Если отбросить версию, что власти просто прозевали содержание багажа недавно освобожденного из-под ареста флорентийца, остается допустить, что они сознательно смотрели сквозь пальцы на провозимую корреспонденцию. Тогда, возможно, действиями властей руководили влияния, исходившие от противников Сесила (например, через Томаса Кобгема). Либо же, что куда более вероятно, власти действовали по инструкции Сесила. Конечно, и при таком предположении возникают недоуменные вопросы, прежде всего — каким образом английская разведка могла обеспечить верность Ридольфи, после того как он покинул британские берега и оказался вне досягаемости английских судей и палачей. Напрашивающимся ответом являются, конечно, денежные операции итальянского банкира, которые он мог продолжать в Англии, только сохраняя благорасположение правительства. Если же допустить, что Ридольфи взял на себя роль шпиона-двойника, сразу же возникает сомнение в подлинности писем, которые, по его словам, ему передали шотландская королева и Норфолк.

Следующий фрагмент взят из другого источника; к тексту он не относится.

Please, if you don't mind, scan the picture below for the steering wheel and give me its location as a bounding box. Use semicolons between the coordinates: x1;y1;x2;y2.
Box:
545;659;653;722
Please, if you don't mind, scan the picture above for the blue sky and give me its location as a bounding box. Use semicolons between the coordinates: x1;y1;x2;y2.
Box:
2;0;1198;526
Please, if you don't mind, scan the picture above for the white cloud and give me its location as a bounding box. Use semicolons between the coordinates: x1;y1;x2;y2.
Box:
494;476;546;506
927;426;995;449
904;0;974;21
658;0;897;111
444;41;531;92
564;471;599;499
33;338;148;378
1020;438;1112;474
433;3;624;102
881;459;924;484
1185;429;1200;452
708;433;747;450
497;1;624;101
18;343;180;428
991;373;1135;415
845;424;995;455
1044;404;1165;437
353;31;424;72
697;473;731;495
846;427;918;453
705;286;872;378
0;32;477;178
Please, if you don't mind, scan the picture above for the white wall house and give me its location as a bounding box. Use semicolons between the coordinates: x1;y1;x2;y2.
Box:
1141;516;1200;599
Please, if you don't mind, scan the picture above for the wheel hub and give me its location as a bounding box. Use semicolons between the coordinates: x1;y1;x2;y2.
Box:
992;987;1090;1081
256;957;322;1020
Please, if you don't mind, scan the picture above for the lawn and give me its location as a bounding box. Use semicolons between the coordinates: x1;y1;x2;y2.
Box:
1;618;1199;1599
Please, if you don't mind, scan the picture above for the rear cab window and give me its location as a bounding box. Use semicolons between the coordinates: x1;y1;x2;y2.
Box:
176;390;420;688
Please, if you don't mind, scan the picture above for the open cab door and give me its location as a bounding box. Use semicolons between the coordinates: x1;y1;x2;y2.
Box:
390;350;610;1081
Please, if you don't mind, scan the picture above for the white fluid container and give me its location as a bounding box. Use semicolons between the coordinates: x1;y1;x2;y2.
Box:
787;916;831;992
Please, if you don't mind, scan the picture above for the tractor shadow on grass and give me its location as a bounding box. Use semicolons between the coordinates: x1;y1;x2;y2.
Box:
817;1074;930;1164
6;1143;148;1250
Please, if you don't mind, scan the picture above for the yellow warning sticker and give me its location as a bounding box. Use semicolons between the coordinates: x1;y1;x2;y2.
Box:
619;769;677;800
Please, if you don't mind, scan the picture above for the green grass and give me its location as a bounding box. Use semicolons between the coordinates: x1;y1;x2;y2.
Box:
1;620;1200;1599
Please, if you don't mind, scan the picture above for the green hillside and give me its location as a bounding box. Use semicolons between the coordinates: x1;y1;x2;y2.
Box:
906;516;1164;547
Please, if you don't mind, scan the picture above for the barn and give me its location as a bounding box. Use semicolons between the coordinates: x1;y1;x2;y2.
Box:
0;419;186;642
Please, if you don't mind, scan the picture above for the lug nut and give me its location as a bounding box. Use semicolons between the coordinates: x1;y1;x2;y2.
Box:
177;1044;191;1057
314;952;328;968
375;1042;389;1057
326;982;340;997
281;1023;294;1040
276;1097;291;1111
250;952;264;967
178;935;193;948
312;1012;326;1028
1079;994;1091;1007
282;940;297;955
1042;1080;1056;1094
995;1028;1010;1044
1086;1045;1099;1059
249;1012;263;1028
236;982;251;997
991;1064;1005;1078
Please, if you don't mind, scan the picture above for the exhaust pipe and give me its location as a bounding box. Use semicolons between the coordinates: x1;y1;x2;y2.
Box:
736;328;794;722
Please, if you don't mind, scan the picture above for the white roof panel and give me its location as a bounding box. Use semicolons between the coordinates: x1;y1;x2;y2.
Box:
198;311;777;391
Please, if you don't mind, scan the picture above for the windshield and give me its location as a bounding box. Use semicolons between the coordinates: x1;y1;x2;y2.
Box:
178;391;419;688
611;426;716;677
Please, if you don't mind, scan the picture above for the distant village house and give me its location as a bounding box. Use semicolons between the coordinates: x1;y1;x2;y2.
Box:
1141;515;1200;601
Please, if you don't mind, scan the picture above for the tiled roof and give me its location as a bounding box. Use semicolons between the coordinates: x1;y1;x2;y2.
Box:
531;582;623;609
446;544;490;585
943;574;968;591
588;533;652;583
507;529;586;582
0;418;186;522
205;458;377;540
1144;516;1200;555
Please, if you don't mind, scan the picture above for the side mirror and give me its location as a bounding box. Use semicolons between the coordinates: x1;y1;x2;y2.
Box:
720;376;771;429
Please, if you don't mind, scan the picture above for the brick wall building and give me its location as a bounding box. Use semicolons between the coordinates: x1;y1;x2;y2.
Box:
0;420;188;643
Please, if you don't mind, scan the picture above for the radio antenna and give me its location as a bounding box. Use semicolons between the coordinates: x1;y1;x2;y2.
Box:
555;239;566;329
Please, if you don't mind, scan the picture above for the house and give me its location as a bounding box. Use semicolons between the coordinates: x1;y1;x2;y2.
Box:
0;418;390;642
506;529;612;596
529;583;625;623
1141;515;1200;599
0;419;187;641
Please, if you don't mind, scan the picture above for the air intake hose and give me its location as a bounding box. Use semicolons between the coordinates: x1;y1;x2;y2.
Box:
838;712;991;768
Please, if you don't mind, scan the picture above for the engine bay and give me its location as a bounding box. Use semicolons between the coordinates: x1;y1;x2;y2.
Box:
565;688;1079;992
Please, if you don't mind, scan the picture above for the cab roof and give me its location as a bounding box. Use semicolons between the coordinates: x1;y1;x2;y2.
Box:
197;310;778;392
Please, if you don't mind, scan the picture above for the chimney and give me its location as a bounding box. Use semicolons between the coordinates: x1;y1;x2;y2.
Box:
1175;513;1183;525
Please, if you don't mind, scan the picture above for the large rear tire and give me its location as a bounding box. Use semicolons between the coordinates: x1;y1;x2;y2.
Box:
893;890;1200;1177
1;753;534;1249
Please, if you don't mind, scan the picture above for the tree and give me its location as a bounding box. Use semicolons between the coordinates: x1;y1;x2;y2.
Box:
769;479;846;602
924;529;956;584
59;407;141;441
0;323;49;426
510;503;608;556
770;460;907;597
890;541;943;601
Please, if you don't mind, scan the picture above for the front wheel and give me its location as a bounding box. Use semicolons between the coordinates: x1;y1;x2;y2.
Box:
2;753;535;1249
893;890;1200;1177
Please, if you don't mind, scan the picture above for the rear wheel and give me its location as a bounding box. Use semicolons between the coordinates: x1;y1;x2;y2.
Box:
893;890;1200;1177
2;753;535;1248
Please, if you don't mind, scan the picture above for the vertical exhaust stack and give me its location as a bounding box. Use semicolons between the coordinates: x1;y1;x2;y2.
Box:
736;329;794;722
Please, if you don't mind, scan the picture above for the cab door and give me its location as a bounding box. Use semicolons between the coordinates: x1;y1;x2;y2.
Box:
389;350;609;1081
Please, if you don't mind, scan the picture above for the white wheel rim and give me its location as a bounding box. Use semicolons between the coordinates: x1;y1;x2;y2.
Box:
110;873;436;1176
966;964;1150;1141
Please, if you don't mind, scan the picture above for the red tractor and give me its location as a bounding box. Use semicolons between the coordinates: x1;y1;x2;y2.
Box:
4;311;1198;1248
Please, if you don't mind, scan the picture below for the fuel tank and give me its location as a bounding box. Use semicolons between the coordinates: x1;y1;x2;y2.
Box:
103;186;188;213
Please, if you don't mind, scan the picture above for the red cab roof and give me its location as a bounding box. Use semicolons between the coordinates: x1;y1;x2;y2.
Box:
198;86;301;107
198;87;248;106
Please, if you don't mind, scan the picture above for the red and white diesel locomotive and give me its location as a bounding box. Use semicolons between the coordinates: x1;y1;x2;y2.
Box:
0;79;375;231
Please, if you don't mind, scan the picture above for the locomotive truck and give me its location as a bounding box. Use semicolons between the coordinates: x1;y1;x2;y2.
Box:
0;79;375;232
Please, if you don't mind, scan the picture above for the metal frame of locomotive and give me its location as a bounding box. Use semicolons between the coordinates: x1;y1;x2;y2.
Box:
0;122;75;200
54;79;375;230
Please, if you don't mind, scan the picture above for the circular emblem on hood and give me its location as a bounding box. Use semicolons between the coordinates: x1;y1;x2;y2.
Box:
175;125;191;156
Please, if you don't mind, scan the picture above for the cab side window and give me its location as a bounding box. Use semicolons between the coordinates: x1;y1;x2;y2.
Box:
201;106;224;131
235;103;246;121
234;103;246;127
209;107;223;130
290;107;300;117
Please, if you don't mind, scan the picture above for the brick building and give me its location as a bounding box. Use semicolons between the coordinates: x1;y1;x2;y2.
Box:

Ридольфи не представил никаких собственноручных писем Марии Стюарт и герцога — итальянец передал по адресам лишь расшифрованные тексты. Такими же «дешифровками» были и верительные грамоты, привезенные флорентийцем от своих доверителей. Конечно, все это могло быть разумной мерой предосторожности, несоблюдение которой стоило бы головы обоим узникам (другой вопрос, что такая предосторожность не спасла авторов писем). Фактом остается, что Ридольфи не привез оригиналов своей опасной корреспонденции.